(*) Nelson Valente
Alguma coisa muito errada, maligna, esconde-se nas entranhas da sociedade brasileira. Quando vem à tona, todo o mundo se pergunta como é possível que horrores assim ocorram num país como o Brasil. Como sobrevivemos nós a um cotidiano tão ameaçador para a vida? Que custo isso nos traz? Estes que morrem nas ruas, nas chacinas, nos assaltos, não são nossos parceiros de guerra? Pela extensão, o espetáculo macabro avançou um patamar no rol de explosões periódicas de insanidade. Volta e meia, malucos saem atirando, esfaqueando contra multidões, escolas, professores e alunos movidos por convicções obscuras.

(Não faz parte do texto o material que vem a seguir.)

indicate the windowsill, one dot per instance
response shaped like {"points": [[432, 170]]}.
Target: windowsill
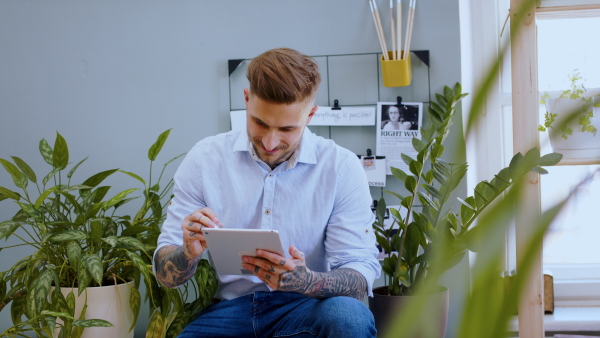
{"points": [[569, 319]]}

Aceitar que a violência possa ser banalizada e naturalizada é uma tentativa de diluir o seu impacto, seu terror; de evadir de seus efeitos, de não se implicar com a existência de suas manifestações e com as possibilidades, por pequenas que sejam, de sua transformação. Essa banalização da violência é, talvez, um dos aliados mais fortes de sua perpetuação.
A virulência desse hábito mental é tão daninha e potente que, quem quer que se insurja contra este preconceito, arrisca-se a ser estigmatizado de idealista, otimista ingênuo ou bobo alegre.
Que a violência aterrorize e que diante de uma cena assim todos pareçam dizer “já que não é comigo não vou me meter”, que a solidariedade desapareça por um risco de se expor a própria vida, a isso já nos acostumamos!
O previsível, porém, é que gente muito desajustada no Brasil sempre consegue acesso desimpedido às armas de fogo e outras armas. Prefiro fazer uma previsão tristemente óbvia: “Há um grande número de outros bandidos por aí que estão acumulando ressentimentos dentro de si, e fora do nosso alcance”. Ou seja: há o risco de acontecer de novo. Aceitar que a violência possa ser banalizada e naturalizada é uma tentativa de diluir o seu impacto.
Expresso meus sentimentos de profunda tristeza e muita revolta pelo ataque vil e covarde acontecido em Santa Catarina, nas cidades de Blumenau e de Saudades SC.
O Brasil amanheceu chocado com a notícia que um homem de 25 anos pulou o muro de uma creche, e munido de uma machadinha matou 4 crianças e feriu outras 4 entre três e sete anos de idade. A brutalidade desse fato é ainda maior por se tratar de crianças incapazes de esboçar qualquer defesa.
O noticiário brasileiro, depois do massacre de Blumenau e na cidade de Saudades, tenta estabelecer o que se passou na cabeça do assassino para cometer essa monstruosidade com os estudantes.
O máximo da violência moderna é o terrorismo, que ainda tem um sentido político. Mas a pós-moderna não tem sentido nem político nem psicológico. É um ato de ruptura, de um nonsense absoluto, uma explosão cega. É um “sair de si”, na linguagem da psicanálise
Aceitar que a violência possa ser naturalizada é uma tentativa de diluir o terror que ela provoca, de se submeter aos seus efeitos, e de não se implicar com as possibilidades, mesmo pequenas, de sua transformação.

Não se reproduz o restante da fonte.